日本にとっては、400mRの銅メダル、男子50km競歩の銀・銅メダル、さらにはDay7の男子200m7位入賞と、終盤にいいところが集中した結果となったわけですけれども、全般的にはメダル3個はよしとして、入賞5名、ほか決勝進出者なし(一発決勝種目除く)という成果は、目標達成には程遠いものだったと思われます。
今回の世界選手権は、事前に何度か触れましたように、世界の陸上界がオリンピック翌年ということもあってか、やや停滞気味な中で行われました。ダイヤモンドリーグなどを見ていても、トップレベルの競争が、実は意外に日本記録などと近いレベルのところで行われている、ということがままあったのです。
典型的だったのが男子の100m、200mで、あのボルトをはじめとする別世界にいたスプリンターたちが、日本選手が手を伸ばせば届くような距離にいた、というところがありました。
ただ、世界の停滞に輪をかけて、日本選手の多くが実力を発揮できませんでした。100mのサニブラウンと400mHの安部孝駿は「ああっ!」の瞬間がなければあるいは、という惜しさはありましたが、その他はほぼ壊滅状態。地区インカレ・レベルの記録に終始した男子400m、4×400mRをはじめ、箸にも棒にも掛からない結果が多過ぎたようです。「なぜそうなったのか」を、単に「実力不足」の一言で片づけずに研究することは、とても重要な課題です。
逆に、そうした研究が積み重ねられ、チームで総力を挙げる結果が実を結んだ種目が、400mリレーと競歩だった、ということが言えるかもしれません。

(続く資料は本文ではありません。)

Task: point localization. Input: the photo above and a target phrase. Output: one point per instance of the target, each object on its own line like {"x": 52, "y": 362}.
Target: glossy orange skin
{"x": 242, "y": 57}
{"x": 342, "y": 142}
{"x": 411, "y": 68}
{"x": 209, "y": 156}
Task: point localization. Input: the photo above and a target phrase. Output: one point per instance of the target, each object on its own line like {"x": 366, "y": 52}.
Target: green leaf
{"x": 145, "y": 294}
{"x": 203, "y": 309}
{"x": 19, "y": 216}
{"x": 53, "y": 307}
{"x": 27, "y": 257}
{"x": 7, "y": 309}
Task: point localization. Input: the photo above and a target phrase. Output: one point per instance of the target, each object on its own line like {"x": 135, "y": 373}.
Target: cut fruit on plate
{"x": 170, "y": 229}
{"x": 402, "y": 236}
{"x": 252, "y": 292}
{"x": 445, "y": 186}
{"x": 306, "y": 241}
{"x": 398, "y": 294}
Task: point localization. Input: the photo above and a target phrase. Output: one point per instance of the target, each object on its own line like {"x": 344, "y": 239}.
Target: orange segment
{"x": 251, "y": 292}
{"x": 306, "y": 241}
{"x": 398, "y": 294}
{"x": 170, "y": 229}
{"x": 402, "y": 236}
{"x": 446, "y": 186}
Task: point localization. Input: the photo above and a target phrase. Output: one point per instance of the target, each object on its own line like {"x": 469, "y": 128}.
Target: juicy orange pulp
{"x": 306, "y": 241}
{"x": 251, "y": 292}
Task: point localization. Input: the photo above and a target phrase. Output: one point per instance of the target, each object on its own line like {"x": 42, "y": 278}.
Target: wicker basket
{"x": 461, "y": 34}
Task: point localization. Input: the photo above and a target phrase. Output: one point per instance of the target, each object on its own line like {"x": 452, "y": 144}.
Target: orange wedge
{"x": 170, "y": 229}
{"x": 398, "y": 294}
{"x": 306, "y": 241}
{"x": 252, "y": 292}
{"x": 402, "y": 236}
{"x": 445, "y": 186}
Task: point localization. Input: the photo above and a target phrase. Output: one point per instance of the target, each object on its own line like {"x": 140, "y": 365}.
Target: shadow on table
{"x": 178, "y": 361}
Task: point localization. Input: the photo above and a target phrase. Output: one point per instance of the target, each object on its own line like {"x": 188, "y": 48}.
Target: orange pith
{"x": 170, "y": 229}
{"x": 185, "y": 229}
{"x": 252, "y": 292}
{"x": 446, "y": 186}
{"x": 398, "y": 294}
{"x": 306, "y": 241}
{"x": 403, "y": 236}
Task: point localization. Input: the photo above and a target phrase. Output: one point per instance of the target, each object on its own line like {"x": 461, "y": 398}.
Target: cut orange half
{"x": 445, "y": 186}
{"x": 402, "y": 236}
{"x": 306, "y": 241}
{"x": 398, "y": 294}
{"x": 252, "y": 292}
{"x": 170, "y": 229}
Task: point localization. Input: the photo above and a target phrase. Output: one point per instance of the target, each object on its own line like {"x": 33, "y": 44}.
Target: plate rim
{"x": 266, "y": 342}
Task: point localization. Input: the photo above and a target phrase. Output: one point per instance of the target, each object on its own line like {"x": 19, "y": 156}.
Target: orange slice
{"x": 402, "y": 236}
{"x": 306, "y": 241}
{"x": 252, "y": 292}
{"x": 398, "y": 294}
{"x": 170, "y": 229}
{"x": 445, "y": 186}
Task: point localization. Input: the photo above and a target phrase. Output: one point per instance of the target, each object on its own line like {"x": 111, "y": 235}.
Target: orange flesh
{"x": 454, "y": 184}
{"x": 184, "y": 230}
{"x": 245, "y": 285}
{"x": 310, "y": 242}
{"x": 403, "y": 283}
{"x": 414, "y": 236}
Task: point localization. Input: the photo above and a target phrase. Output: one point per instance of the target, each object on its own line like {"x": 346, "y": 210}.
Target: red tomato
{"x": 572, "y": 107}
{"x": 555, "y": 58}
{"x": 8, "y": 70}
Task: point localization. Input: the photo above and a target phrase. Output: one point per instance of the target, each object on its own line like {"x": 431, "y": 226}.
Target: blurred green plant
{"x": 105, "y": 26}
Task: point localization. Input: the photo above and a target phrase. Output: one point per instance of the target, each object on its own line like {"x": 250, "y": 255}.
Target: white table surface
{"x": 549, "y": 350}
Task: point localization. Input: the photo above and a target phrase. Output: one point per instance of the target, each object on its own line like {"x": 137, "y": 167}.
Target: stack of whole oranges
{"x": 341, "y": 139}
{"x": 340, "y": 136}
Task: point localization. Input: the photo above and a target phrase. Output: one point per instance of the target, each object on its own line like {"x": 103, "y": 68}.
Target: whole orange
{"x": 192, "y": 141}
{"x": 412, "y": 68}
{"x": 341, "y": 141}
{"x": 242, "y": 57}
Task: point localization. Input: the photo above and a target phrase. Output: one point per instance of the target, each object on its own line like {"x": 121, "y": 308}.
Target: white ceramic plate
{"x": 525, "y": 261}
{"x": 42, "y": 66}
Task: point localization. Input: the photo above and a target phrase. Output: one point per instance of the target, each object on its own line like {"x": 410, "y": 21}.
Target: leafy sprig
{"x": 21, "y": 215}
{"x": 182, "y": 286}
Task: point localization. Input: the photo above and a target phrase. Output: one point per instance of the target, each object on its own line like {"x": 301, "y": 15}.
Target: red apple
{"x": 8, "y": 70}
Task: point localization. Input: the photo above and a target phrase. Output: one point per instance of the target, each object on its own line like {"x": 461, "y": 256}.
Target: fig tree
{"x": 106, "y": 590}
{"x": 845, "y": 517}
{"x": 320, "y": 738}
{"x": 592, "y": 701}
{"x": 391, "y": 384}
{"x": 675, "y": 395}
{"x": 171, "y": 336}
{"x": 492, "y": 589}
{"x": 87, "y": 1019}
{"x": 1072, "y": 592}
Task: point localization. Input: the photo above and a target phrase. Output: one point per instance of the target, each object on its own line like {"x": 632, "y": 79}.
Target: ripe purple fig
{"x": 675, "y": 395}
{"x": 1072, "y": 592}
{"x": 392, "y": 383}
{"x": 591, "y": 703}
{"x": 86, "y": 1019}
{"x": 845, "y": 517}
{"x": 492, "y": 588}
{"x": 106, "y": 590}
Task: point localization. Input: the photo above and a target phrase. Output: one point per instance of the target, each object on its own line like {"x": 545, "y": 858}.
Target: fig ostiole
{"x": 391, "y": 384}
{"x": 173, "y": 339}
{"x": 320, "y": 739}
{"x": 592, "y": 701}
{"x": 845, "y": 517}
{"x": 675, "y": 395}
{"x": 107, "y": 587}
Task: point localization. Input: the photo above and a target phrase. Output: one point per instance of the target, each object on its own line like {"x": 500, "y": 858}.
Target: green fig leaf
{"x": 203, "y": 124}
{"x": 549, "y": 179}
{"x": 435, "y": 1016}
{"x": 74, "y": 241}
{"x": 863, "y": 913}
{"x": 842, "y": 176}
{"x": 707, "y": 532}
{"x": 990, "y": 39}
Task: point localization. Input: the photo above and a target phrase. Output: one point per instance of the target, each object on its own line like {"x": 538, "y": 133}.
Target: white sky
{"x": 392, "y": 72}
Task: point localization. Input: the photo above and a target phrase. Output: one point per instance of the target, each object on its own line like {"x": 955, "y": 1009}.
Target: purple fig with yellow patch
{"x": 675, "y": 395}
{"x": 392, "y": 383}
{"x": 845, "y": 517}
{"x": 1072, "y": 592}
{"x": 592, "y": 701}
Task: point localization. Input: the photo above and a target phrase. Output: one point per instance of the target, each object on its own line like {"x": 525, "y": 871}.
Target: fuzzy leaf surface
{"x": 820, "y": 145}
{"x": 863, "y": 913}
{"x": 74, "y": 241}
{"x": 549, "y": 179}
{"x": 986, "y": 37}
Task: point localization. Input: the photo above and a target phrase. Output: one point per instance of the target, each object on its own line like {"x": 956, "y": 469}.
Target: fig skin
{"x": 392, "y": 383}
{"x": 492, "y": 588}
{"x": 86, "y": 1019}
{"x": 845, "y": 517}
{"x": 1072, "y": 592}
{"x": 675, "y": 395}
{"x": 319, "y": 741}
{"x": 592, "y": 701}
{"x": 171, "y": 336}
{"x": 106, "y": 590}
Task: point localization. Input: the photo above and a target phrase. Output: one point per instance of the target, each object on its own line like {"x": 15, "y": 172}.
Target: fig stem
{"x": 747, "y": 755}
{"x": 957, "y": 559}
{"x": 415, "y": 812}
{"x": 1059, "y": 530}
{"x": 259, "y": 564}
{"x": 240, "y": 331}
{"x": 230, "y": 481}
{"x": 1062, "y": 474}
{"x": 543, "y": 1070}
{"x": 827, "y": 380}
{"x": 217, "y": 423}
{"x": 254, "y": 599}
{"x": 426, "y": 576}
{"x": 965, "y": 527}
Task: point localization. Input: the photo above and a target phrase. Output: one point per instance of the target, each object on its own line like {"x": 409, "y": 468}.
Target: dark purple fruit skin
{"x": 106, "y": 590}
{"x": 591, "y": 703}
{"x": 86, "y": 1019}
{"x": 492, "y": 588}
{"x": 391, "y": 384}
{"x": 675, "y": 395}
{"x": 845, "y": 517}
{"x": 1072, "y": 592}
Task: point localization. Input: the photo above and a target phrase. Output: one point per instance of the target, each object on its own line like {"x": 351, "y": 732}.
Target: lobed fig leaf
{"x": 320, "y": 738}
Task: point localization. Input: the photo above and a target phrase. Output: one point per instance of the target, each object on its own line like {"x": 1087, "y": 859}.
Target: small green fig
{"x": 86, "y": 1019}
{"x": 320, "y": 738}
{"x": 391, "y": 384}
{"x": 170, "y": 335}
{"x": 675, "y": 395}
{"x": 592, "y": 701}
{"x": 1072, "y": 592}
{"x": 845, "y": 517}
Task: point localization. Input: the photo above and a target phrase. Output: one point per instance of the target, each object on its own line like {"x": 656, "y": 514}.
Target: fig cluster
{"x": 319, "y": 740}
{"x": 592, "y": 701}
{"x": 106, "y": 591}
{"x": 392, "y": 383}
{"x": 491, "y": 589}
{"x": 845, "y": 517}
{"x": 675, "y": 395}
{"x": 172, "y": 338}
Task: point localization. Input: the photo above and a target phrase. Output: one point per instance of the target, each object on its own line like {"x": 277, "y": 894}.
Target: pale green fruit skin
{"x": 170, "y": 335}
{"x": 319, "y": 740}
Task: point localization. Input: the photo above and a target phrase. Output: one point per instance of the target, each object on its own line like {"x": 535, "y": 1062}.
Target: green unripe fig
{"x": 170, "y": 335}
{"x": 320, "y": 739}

典型的な個人スポーツである陸上競技に、チームとしての戦いを取り込んでいくことは、リレーに限らず今後の大きなテーマとなっていくことでしょう。
同じ個人スポーツの競泳では、早くからそうした意識が浸透し、「トビウオJAPAN」というチーム名称も定着しています。
種目は違えど同じプールで競技をし、一人がさまざまな種目を掛け持ちすることも多い競泳は、陸上に比べて仲間意識・共有意識が容易に形成される、ということはあるでしょう。ですが、個人競技と言っても一人だけの力で強くなることには限界がある、コーチや仲間や裏方の人々とのコミュニケーションが、個人の成長を大いにサポートするということに早くから着目してきたのが日本の競泳界です。選手選考にまつわる悶着を一掃するなど周辺の環境を整備し、チーム意識を高めることでこんにちの「世界と戦う」日本競泳陣を作り上げてきたことは、ひところ競泳が陸上競技と同じく1個のメダル獲得に四苦八苦するような日本スポーツ界の“お荷物”であったことを思い返せば、その努力と成果は明らかなのです。
激しい競争を経て同じチームになったからには、先輩が後輩の面倒を見たり、後輩がサポートに奔走し力いっぱいの応援に声を涸らしたり、叱咤激励し合うことの効果は計り知れないと思います。そうしたチーム精神は、チームJAPANの大先達である古橋廣之進氏のニックネームから採った「トビウオ」のチーム名と、国際大会ではおなじみとなった士気鼓舞のパフォーマンス「ワンパ」に象徴されています。

陸上競技も競泳と同じように、ということはなかなか難しいかもしれません。短距離、中長距離、ハードル、跳躍、投擲、混成、競歩といった種目ブロックの隔たりがあり、またたった一人で海外遠征に出向くこともままある陸上で、どうやって仲間意識を醸成していけというのか?…まあ、方法はいくらでもあります。基本的な考え方としては、チームJAPANがあくまでも一つの「陸上部」である意識を共有すること、そして一人では強くなれない、みんなであいつを強くしようという意識を共有すること、それでスタートすればよいのです。もちろんそれは、チームの指導者たる立場の人々が率先して持たなければならない意識です。
同時に、種目ブロックごとのチーム体制にも、いっそうの工夫と努力が傾けられなければなりません。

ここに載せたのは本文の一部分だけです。